Though many film directors write, direct and even produce movies themselves, it’s unusual for a filmmaker to be quite as talented as John Carpenter, writing, directing and creating the soundtrack for many of his original films. These aren’t just throwaway soundtracks either, Carpenter’s soundtracks represent some of the very best of cinema, from Assault on Precinct 13’s punchy synthy score to Halloween’s haunting minimalist music. 

Creeping up on the listener, the soundtrack’s careful staccato score is incessant, continuing without a pause to reflect the ceaseless energy of antagonist Michael Myers. Composed and created by John Carpenter himself, the director was inspired by both ‘Tubular Bells’, the theme to William Friedkin’s The Exorcist, as well as the work of Italian prog-rock band Goblin, though the secret behind Halloween’s eventual soundtrack was from something far more elementary. 

“The rhythm was inspired by an exercise my father taught me on the bongos in 1961, the beating out of 5-4 time,” Carpenter commented in an interview before revealing that it took him three days to compose the entire score for the film. He transposed the technique to piano and thus the iconic theme tune was born, attributing his final influences of the soundtrack to Friedkin’s film, as well as Dario Argento’s Suspiria, which Carpenter also admitted influenced the film’s slightly surreal colour scheme. 

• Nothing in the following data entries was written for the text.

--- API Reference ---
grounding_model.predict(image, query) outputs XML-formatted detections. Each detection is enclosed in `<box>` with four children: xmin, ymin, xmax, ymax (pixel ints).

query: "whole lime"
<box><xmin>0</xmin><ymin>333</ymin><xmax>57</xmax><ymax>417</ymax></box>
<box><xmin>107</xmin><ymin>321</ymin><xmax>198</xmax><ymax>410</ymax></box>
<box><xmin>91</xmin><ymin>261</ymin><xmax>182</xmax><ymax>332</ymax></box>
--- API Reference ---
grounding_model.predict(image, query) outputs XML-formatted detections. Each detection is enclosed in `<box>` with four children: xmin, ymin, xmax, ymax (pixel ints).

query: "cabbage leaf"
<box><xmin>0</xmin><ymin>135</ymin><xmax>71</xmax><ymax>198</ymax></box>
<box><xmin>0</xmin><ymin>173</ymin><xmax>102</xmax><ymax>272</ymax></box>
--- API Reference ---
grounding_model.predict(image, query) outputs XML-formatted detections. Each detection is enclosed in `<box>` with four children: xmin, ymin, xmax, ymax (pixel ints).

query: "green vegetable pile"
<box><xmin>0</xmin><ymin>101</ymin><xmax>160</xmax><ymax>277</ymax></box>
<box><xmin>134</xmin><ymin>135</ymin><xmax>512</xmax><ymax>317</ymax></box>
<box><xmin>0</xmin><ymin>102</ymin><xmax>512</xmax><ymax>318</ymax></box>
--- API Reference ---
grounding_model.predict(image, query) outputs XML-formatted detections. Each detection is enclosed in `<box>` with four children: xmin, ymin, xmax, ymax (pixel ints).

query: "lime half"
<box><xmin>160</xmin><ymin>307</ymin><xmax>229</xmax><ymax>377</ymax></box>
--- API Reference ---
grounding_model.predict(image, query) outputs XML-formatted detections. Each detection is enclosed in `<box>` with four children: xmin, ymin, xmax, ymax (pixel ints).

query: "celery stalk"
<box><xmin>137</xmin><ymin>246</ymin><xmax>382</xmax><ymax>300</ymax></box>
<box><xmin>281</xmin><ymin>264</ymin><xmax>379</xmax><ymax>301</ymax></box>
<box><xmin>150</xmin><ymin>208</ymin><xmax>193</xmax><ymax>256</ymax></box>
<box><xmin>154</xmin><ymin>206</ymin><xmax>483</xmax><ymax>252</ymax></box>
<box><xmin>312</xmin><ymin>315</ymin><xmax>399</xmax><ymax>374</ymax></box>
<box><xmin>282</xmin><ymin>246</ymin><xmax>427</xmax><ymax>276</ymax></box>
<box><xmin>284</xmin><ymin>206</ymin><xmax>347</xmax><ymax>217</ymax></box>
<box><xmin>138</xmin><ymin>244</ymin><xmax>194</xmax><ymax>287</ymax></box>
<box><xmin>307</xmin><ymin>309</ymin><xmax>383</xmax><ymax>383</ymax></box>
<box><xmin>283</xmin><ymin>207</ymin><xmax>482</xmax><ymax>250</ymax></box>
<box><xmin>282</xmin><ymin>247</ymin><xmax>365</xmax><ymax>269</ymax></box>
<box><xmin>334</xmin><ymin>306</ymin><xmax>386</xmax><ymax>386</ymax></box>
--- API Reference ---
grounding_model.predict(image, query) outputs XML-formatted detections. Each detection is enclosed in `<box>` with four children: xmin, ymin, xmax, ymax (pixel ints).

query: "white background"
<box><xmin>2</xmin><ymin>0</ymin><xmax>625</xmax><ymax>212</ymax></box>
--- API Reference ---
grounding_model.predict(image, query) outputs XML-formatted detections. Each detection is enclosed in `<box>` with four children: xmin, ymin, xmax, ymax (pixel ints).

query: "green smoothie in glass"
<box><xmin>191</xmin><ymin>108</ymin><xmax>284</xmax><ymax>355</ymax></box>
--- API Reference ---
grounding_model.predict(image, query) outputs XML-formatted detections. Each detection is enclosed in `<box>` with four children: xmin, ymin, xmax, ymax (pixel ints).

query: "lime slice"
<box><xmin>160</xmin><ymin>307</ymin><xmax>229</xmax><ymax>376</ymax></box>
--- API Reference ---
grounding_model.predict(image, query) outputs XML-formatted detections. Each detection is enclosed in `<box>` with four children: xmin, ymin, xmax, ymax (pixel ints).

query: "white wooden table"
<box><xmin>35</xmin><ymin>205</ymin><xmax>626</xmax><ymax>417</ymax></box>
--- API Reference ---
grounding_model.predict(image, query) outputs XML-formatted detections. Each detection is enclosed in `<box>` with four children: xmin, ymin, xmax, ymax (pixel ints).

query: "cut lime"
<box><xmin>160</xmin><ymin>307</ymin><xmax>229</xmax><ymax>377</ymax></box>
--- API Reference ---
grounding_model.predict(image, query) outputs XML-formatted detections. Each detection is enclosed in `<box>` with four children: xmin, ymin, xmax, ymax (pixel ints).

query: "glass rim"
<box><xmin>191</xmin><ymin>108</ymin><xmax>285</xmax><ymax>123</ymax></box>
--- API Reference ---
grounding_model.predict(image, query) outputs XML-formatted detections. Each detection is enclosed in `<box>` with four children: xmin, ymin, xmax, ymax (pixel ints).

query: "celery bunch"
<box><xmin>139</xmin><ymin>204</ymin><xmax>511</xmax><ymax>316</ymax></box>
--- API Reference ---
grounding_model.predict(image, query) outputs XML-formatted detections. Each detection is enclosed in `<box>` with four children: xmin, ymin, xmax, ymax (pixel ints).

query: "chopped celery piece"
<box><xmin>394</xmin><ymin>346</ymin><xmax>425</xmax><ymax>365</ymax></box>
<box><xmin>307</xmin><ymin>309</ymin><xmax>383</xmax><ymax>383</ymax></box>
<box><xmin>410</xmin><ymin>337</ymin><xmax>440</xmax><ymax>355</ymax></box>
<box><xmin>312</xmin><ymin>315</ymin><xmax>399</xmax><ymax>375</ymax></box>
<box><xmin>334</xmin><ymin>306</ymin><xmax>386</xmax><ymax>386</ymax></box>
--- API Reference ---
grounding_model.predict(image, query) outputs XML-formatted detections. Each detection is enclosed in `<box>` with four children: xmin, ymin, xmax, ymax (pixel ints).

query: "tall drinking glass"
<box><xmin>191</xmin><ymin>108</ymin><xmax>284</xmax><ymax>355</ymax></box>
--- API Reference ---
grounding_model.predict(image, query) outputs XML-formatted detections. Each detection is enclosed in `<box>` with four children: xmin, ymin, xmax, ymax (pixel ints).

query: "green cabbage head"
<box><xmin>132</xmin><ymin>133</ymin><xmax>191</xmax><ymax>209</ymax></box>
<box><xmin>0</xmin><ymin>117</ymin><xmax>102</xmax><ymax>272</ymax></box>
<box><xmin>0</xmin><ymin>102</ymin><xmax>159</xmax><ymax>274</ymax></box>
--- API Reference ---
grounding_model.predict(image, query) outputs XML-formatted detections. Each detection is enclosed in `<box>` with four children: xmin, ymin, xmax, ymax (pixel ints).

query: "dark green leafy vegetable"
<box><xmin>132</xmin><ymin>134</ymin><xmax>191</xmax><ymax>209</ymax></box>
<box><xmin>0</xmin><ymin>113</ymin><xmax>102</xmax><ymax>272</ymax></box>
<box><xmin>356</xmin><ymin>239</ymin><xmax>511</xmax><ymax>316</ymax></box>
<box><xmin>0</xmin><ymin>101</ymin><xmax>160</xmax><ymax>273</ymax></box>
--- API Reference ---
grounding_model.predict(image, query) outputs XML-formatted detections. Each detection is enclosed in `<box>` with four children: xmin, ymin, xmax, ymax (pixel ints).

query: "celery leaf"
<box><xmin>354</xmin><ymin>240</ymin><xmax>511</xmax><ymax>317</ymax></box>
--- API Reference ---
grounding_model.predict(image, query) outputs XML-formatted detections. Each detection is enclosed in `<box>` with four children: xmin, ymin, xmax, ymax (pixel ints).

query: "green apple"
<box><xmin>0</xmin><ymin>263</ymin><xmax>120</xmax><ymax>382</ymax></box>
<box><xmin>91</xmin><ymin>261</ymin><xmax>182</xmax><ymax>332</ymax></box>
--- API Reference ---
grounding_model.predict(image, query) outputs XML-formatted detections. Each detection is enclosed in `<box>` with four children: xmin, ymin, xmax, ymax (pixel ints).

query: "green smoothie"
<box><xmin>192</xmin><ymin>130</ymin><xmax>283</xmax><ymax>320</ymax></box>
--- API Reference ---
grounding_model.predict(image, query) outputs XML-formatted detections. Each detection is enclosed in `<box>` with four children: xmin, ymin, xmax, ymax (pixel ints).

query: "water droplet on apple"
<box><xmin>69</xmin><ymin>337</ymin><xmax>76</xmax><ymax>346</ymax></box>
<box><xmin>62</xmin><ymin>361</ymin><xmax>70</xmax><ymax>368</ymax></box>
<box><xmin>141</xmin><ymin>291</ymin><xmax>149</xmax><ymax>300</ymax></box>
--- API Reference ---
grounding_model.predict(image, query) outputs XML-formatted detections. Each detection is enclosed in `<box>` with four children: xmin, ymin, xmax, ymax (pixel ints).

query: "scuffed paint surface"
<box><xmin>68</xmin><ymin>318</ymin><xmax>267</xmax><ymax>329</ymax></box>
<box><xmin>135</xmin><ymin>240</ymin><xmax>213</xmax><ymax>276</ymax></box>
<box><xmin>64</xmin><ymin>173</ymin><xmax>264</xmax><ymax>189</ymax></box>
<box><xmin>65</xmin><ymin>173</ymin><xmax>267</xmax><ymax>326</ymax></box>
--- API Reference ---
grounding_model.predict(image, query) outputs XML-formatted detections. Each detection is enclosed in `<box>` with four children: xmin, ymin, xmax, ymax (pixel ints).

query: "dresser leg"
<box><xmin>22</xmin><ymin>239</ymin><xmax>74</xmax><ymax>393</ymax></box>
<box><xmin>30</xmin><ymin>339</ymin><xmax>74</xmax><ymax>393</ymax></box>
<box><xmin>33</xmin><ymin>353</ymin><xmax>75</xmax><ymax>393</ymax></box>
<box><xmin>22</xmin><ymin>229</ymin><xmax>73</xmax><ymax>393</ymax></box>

The film’s main titles join the ethereal piece of music for Halloween’s lead character Laurie Strode, itself inspired by the Psycho composer Bernard Herrmann, as well as the ominous track ‘The Shape Stalks’. It proved to be one of the film’s strongest aspects, with test scores from audience reactions improving greatly once Carpenter’s soundtrack was added. His work on the memorable soundtrack joins one untitled song performed by John Carpenter and a group of his friends from their band called The Coupe De Villes, with the song audible when Laurie steps into Annie’s car on her way to babysit Tommy Doyle.

Often recalled on lists of the greatest film soundtrack of all time, John Carpenter is humble about the legacy of his soundtrack, commenting that, “If you listen very carefully, they’re pretty simple…I had a pretty good ear…so it worked out”.